In the U.S. alone, thousands of cybercrime complaints are filed every day, with reported financial losses reaching into the billions annually.
Tiffany Bao is using technology research to help close that gap.
Bao is a Fulton Schools associate professor of computer science and engineering. With support from the NSF, she is developing SE-bot, an AI-powered system designed to mimic the intuition of elite cybersecurity experts.
SE-bot learns how analysts prioritize threats and strategically explores software paths, uncovering vulnerabilities before attackers can exploit them. The work reflects a preventive approach to technology research, focused on identifying weaknesses early and stopping harm before it spreads.
Reinventing how metal gets made
Technology research reshapes industry when ideas move from theory into real-world production. In advanced manufacturing, that process can be especially complex.
Ashif Iquebal, a Fulton Schools assistant professor of industrial engineering, and his team are using AI to tackle one of advanced manufacturing’s toughest challenges: reliably controlling how metal forms during 3D printing.
Supported by the NSF, the team is developing physics-informed AI models to guide the additive manufacturing of stainless steel. As a real-world demonstration of scale, the researchers are 3D printing a complex naval propeller — a part whose size, geometry and performance demands push current manufacturing methods to their limits.
The project shows how interdisciplinary technology research can strengthen industrial systems in aerospace, defense and energy, where precision is imperative.
Built long before it’s obvious
University Professor of Technology and Innovation Sethuraman Panchanathan, the former director of the National Science Foundation and founding chair of the School of Computing and Augmented Intelligence, has spent decades watching new technologies move from uncertainty to widespread use. He says the earliest stages of research are often misunderstood and undervalued.
“Technology research rarely looks revolutionary at the moment it begins,” Panchanathan says. “It often looks uncertain, and its potential for impact and return on investment may not be obvious. That is exactly why curiosity-driven, discovery-based, exploratory research should be led by universities.”

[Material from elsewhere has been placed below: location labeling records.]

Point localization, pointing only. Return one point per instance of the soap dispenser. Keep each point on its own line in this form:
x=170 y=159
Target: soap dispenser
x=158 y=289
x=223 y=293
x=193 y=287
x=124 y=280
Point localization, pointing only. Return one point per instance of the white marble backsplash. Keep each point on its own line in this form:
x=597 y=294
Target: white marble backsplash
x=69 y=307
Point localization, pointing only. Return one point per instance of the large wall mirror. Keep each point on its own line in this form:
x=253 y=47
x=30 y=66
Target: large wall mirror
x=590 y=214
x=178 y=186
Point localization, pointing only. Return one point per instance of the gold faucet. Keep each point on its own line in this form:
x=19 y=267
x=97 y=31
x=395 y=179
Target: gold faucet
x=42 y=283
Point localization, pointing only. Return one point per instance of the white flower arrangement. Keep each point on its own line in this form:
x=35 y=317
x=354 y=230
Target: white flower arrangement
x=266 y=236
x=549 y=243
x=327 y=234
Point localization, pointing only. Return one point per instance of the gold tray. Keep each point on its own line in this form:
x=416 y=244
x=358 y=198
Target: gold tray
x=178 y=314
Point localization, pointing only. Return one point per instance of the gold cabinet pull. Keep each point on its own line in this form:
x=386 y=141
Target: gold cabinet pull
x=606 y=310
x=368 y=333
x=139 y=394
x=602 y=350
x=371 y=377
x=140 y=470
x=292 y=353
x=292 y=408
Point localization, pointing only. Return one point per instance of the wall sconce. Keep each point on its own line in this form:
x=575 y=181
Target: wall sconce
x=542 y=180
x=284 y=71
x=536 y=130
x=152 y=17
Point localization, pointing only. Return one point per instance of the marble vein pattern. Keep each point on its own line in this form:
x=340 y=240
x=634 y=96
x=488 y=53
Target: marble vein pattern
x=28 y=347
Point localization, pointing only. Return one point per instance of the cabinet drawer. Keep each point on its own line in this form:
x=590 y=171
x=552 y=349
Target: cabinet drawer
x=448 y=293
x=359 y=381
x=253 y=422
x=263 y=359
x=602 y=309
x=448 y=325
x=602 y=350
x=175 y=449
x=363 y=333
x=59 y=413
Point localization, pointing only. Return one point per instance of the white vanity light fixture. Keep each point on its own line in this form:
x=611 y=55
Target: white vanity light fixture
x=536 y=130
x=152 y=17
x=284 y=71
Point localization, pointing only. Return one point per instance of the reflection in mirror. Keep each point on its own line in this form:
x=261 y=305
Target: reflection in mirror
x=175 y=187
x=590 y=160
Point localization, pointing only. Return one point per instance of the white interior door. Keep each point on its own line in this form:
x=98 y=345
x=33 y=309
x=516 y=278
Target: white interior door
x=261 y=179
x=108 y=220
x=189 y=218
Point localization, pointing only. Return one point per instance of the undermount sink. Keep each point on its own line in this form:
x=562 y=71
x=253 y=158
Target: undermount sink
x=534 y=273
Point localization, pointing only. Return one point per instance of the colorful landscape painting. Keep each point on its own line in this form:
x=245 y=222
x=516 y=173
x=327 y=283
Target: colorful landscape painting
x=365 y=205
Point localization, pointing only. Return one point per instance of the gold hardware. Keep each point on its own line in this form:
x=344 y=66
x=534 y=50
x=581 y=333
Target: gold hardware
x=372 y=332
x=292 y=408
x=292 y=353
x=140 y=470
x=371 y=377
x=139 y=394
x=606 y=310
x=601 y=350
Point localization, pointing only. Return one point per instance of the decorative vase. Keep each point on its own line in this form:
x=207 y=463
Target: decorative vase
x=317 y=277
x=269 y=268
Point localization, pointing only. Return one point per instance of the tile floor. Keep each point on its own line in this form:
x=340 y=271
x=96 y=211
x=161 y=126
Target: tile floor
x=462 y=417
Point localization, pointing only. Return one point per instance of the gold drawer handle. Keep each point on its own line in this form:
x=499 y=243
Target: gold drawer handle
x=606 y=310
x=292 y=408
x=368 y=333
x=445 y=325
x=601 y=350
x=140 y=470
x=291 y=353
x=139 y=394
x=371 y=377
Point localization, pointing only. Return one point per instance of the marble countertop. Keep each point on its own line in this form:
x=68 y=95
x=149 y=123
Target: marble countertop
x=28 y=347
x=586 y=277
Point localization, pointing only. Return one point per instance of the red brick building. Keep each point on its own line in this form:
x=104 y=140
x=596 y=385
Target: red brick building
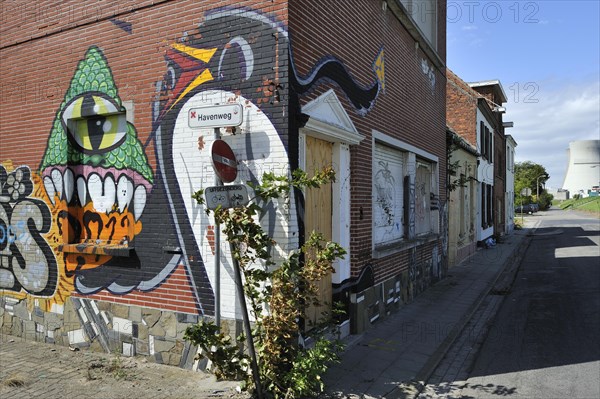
x=105 y=133
x=474 y=111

Funding milestones reflect more than growth. They signal sustained support for research intended to serve the public interest — from robots designed to reduce risk and AI tools that strengthen food systems to technologies that defend digital infrastructure and manufacturing methods that improve industrial performance.
Technology research shapes what comes next long before outcomes are certain. And across the School of Computing and Augmented Intelligence, that work is already underway.